Final answer:
The percent yield of sulfur when 22g of H₂S produces 4g of sulfur is not exactly listed in the provided options. By calculating, the theoretical yield is found to be 20.68g of sulfur, and so the percent yield is approximately 19.36%.
Step-by-step explanation:
In the reaction where 22g of hydrogen sulfide (H₂S) is reacted with excess oxygen (O₂) to produce sulfur (S), the student asks what the percent yield of sulfur is when 4g of sulfur is produced. The balanced equation for this reaction is:
2H₂S (g) + 3O₂ (g) → 2SO₂ (g) + 2H₂O(g)
To solve this, we first need to determine the theoretical yield of sulfur that can be produced from 22g of hydrogen sulfide. According to the balanced equation, 2 moles of H₂S produce 2 moles of sulfur, meaning they react on a 1:1 mole basis.

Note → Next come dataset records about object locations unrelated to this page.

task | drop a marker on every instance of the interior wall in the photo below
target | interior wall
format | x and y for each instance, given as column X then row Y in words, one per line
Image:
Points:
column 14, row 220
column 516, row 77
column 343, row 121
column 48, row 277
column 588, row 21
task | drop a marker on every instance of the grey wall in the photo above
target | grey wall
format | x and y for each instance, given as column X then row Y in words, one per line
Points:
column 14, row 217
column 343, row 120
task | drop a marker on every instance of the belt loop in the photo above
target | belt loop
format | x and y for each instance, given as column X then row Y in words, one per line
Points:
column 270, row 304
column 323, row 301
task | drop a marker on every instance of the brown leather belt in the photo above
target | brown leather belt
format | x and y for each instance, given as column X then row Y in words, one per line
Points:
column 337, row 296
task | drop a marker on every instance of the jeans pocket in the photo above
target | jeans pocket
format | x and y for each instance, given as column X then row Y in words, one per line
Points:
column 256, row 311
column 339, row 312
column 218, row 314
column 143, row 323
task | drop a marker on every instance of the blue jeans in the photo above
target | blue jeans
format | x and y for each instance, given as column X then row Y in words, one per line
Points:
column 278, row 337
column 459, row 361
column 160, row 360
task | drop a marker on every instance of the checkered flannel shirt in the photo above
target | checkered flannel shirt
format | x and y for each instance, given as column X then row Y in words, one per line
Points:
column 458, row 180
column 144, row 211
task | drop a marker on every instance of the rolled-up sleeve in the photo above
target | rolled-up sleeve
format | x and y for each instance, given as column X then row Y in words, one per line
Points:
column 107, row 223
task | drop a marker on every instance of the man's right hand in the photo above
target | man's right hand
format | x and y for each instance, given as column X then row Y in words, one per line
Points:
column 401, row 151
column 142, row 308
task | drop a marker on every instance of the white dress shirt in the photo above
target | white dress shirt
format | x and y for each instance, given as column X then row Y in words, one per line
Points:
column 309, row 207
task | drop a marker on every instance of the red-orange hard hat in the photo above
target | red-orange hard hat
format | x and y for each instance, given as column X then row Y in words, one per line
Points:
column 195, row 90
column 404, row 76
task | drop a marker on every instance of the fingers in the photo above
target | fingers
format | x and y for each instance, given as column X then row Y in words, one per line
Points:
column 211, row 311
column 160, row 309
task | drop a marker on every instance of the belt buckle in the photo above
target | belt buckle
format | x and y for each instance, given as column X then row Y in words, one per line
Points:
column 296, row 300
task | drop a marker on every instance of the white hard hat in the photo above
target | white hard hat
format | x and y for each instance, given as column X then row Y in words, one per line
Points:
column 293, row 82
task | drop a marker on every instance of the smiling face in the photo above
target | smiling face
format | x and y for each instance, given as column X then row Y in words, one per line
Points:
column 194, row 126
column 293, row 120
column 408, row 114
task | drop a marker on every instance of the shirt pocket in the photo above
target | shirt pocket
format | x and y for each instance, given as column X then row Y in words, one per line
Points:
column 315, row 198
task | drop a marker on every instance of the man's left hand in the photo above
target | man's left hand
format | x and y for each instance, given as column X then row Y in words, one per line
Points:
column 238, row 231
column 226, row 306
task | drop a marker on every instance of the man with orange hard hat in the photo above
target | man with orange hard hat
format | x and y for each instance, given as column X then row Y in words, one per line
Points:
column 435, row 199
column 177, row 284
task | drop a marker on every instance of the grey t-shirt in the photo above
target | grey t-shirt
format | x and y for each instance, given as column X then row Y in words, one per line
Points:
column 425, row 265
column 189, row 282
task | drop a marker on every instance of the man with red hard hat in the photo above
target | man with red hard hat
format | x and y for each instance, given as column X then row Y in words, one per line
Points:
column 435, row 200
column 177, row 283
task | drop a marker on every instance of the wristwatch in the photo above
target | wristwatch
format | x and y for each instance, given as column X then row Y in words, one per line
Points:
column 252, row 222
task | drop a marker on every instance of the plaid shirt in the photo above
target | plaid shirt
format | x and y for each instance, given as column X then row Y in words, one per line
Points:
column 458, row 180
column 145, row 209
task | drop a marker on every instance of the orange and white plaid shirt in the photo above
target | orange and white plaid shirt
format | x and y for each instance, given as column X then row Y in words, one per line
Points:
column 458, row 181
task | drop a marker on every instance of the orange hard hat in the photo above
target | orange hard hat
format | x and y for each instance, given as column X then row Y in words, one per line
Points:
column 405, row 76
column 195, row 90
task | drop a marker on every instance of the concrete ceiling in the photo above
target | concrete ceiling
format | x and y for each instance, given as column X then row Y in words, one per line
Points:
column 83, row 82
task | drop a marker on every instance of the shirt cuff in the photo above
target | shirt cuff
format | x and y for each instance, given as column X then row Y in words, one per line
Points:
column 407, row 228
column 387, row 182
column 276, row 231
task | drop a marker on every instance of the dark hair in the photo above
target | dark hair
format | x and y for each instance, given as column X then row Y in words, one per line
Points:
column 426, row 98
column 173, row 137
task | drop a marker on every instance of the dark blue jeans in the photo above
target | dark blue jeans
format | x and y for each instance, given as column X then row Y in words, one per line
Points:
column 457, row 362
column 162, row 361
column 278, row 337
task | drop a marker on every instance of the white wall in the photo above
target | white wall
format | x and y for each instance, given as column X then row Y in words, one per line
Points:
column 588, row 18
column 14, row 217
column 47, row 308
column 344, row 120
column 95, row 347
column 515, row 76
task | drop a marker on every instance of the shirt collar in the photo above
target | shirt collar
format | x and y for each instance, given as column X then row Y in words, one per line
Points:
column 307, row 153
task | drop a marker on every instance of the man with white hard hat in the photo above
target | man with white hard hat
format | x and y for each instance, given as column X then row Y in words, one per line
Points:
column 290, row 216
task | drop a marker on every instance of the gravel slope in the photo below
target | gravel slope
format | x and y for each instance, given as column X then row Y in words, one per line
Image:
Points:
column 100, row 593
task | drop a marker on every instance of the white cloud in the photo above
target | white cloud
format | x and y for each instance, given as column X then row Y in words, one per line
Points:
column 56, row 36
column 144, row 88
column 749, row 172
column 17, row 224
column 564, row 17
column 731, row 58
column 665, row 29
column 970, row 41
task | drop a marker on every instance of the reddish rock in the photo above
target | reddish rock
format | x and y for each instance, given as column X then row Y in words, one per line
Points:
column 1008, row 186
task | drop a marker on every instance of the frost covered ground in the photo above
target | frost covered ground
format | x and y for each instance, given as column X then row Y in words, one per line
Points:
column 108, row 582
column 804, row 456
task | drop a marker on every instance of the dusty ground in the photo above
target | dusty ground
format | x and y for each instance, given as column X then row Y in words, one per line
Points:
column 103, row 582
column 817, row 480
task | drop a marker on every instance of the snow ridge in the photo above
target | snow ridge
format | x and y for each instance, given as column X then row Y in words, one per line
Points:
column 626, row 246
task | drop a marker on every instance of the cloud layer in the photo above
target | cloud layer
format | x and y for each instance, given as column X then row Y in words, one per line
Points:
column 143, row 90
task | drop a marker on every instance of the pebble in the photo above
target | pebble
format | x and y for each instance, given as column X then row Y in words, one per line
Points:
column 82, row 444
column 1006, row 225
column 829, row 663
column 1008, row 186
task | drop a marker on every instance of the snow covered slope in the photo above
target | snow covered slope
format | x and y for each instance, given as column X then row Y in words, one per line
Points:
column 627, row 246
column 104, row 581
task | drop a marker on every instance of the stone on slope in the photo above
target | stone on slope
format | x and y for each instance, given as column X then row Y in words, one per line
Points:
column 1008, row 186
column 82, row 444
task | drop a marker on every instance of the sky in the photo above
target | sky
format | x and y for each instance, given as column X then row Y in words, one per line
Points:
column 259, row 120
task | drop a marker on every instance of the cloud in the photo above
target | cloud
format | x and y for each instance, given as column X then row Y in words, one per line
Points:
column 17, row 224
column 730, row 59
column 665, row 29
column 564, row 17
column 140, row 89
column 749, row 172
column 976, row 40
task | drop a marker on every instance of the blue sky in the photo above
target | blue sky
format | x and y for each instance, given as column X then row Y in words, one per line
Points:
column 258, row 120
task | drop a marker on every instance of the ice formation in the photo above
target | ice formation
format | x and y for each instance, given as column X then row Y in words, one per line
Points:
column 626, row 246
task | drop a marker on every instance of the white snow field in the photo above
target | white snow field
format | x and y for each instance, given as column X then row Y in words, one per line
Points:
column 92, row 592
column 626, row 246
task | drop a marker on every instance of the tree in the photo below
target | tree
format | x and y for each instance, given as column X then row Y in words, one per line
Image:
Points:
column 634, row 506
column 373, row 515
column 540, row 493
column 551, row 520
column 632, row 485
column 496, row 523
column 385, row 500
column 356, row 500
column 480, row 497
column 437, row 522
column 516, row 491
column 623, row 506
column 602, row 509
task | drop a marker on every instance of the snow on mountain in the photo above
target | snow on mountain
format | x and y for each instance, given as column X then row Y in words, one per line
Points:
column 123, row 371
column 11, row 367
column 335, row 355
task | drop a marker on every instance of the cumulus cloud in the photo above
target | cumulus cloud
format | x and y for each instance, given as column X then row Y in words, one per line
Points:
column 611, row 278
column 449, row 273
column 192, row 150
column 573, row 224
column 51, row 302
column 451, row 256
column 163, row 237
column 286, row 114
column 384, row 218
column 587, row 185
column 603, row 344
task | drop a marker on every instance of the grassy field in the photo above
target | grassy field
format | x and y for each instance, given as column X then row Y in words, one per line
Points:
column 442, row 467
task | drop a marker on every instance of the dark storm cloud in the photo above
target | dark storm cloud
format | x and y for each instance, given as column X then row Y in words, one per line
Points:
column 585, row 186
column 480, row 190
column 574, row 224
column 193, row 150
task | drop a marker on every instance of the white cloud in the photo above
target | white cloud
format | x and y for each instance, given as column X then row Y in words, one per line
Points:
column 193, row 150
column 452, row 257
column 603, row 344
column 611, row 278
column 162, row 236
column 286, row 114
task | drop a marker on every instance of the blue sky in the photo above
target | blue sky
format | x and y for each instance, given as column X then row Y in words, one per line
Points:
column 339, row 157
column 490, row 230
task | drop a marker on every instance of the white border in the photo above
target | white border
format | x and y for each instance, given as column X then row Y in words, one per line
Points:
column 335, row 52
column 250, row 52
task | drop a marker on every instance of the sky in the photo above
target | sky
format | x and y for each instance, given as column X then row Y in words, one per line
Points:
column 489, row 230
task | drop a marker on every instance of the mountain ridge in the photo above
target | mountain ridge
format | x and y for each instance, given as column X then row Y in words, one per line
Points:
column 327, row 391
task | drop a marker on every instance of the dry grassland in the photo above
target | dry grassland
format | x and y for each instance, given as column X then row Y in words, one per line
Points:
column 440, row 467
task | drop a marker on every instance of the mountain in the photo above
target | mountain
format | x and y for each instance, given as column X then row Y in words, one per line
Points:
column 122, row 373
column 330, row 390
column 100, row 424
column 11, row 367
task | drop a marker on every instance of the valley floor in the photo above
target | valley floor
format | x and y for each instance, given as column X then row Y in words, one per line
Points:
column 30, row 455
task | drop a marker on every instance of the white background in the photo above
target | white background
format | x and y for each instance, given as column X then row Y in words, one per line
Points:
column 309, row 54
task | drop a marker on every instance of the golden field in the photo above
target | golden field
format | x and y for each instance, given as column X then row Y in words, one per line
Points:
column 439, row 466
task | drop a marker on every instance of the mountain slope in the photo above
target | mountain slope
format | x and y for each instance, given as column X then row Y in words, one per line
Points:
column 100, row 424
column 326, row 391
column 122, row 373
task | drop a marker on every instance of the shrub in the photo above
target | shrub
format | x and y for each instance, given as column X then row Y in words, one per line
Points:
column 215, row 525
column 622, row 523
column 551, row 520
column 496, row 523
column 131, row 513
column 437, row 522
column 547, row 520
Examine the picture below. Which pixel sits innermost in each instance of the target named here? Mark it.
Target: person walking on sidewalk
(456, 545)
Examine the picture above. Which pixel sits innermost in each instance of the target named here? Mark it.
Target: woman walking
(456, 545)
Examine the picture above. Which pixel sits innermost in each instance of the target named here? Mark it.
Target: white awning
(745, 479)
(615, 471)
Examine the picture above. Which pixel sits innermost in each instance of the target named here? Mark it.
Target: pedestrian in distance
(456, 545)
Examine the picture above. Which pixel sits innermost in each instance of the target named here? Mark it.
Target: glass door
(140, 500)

Molar mass of H₂S = 2(1.01) + 32.07 ≈ 34.09 g/mol
Using molar mass to convert from grams to moles:
Moles of H₂S = 22g H₂S ÷ 34.09 g/mol ≈ 0.645 moles of H₂S
Since the mole ratio of H₂S to S is 1:1:
Moles of S = 0.645 moles of H₂S
Using molar mass to convert from moles to grams for sulfur:
Molar mass of S = 32.07 g/mol
Mass of S = 0.645 moles × 32.07 g/mol ≈ 20.68g
This is the theoretical yield of sulfur. Now we can calculate the percent yield:
Percent yield = (Actual yield ÷ Theoretical yield) × 100%
Percent yield = (4g ÷ 20.68g) × 100% ≈ 19.36% (rounded to two decimal places)
This option is not available in the choices provided by the student; they may need to verify their calculations or check if the question was accurately represented.